まずは興味のある仕事は何か、自分の過去を分析してみましょう。全く興味のない仕事で年収700万円を稼ぐのと、興味のある仕事内容で年収700万円稼ぐのとでは、仕事のやる気・モチベーションに大きな影響を及ぼします。

もちろん職場の人間関係や働きやすさによって変わりますが、仕事内容を就職前から選べるのであれば選びたいところです。

また、得意とする仕事の内容や、自分にどれほどの市場価値があるのか把握しておかなければ、志望する企業と、自分の間でどれほどのギャップがあるかがわからず、志望動機の作り込みに苦戦してしまいます。

希望業種・職種以外にも、残業は月にどの程度あるのか、休日出勤の頻度、福利厚生などの譲れない条件を明確化する作業も重要です。年収アップだけを求めて転職してしまうと、人間関係に苦労したり、残業が予想以上に多く、体と心が毎日の業務に耐えられないといったケースがあります。

年収700万円を達成するためには、業界分析も重要な工程です。特に将来性と企業体力に関しては必ずチェックするべきです。年収700万円も稼げる企業であれば倒産することはないと思うかもしれませんが、近年の目覚ましい技術革新により、IT技術が発展したことで、業界構造に大きな変化が生まれました。

今まで人の手によって行っていた仕事が機械に置き換わり、一部の業界では雇用が減少しています。

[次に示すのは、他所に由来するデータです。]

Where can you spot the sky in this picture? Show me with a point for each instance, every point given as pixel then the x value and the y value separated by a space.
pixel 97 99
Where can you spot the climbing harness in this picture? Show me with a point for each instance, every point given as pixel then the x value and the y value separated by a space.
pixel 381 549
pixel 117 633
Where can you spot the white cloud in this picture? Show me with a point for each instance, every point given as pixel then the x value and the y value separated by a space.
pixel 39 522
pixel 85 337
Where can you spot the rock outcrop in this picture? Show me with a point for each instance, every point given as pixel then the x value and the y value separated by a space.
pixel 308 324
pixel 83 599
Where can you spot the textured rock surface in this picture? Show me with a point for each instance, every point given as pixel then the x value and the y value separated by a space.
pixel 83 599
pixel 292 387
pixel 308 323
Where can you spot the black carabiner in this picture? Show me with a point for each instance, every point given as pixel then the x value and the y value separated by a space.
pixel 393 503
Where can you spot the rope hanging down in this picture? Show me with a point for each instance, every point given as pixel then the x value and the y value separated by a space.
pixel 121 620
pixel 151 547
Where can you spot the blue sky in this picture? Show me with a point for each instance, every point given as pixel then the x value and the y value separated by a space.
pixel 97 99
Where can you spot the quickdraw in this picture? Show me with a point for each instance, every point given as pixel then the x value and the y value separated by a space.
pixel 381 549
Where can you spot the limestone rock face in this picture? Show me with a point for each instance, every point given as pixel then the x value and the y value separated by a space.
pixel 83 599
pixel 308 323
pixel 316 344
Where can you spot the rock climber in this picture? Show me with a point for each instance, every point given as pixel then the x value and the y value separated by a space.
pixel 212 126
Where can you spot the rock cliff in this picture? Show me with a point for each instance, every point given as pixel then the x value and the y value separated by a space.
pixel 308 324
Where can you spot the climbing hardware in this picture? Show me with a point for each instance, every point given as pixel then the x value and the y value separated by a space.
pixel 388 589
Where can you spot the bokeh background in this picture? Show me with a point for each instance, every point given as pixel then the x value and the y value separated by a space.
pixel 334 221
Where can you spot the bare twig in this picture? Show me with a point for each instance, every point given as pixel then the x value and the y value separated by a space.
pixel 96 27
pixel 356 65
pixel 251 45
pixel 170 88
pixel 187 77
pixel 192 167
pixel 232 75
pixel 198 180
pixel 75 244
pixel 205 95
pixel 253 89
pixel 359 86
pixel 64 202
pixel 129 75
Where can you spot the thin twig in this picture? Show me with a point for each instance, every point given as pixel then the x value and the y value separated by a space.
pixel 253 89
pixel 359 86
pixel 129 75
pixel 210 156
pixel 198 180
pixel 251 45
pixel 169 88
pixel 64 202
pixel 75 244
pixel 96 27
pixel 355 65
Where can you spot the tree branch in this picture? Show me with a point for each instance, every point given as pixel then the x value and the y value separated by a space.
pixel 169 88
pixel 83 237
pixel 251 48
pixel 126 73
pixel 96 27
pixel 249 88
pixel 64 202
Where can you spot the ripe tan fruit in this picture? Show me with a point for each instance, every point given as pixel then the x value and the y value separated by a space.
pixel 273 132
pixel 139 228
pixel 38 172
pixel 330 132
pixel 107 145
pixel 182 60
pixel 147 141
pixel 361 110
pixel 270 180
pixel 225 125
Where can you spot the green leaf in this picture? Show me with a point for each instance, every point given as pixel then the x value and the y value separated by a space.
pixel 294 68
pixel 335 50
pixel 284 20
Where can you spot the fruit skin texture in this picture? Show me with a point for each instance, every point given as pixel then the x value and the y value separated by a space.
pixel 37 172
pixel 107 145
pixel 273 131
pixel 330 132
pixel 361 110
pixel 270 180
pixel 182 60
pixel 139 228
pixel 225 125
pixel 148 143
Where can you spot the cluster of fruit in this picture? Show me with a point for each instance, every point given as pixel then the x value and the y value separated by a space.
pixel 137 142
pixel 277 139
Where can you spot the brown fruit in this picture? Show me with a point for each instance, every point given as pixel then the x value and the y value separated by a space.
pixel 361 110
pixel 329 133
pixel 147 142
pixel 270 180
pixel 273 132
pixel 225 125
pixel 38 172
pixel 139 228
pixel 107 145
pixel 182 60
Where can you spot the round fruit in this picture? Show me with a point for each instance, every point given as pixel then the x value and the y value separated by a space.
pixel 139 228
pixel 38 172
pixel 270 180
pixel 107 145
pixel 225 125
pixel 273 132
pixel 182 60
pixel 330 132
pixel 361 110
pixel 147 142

何も考えず油断していると、会社が倒産してしまう可能性があるため注意しましょう。

会社の評価制度を確認しておく

年収700万円ともなると、転職していきなり達成するのは難しいです。どうすれば年収がアップするか、何年勤めれば年収700万円台に乗るか確認しておきましょう。

希望職種に合わせたスキル・資格を習得する

自己分析と業界分析を終えたら、転職のための準備をするのがおすすめです。例えば会計職であれば公認会計士の資格を取得する、難関資格を取得して市場価値を上げておくといった準備ができます。

未経験の業界に挑戦する場合は、仕事に関連する資格の有無によって、採用担当者からの評価が大きく変わるため、前もって取得しておくのがおすすめです。

また、年収700万円ともなると、業界を問わずリーダーシップ・マネジメント能力が求められる場合が多いです。会社が維持・発展するためには人材の育成が重要なので、マネジメント力や人身掌握術を学んで実践できる人材だと評価が高まります。

転職エージェントを利用する


転職活動を確実に成功させたい方は、転職エージェントを利用しましょう。転職活動は孤独な戦いですが、自己分析・業界分析、面接の練習、スキルの習得などを1人でこなさなければなりません。

会社を辞めてから転職活動をする場合は時間を十分に割けるかもしれませんが、働きながら転職活動を行う場合は、自由に使える時間が限られて、100%のリソースを転職活動に割けなくなります。

そういった場合に役立つのが転職エージェントです。エージェントは豊富な情報量をもとにしたアドバイスをしてくれます。マッチしている企業を紹介してもらう、業界分析の手伝いをしてもらうといったサポートを受けられます。

給与の高い東京で転職活動をする

上記の表で解説したように、47都道府県で最も平均年収が高いのは東京都です。日本の首都である東京にはヒト・モノ・カネが他の県よりも多く流通しており、ビジネスチャンスは多いです。経済活動が盛んに行われているため、会社も無数に存在します。

会社の数が多ければ多いほど給与の高い企業と巡り会える可能性が高くなるので、勤務地にこだわりがない方は、東京の会社に応募してみましょう。

まとめ

年収700万円は、平均年収と比較するとかなり高い部類に入ります。日本における80%以上の方が年収700万円以下なので、かなり上位に当たります。

都道府県別で比較すると、ヒト・モノ・カネの流通が多い都市部の平均年収が500万円を超えるため、年収700万円に近付くためには、都市部で仕事を探すのがおすすめです。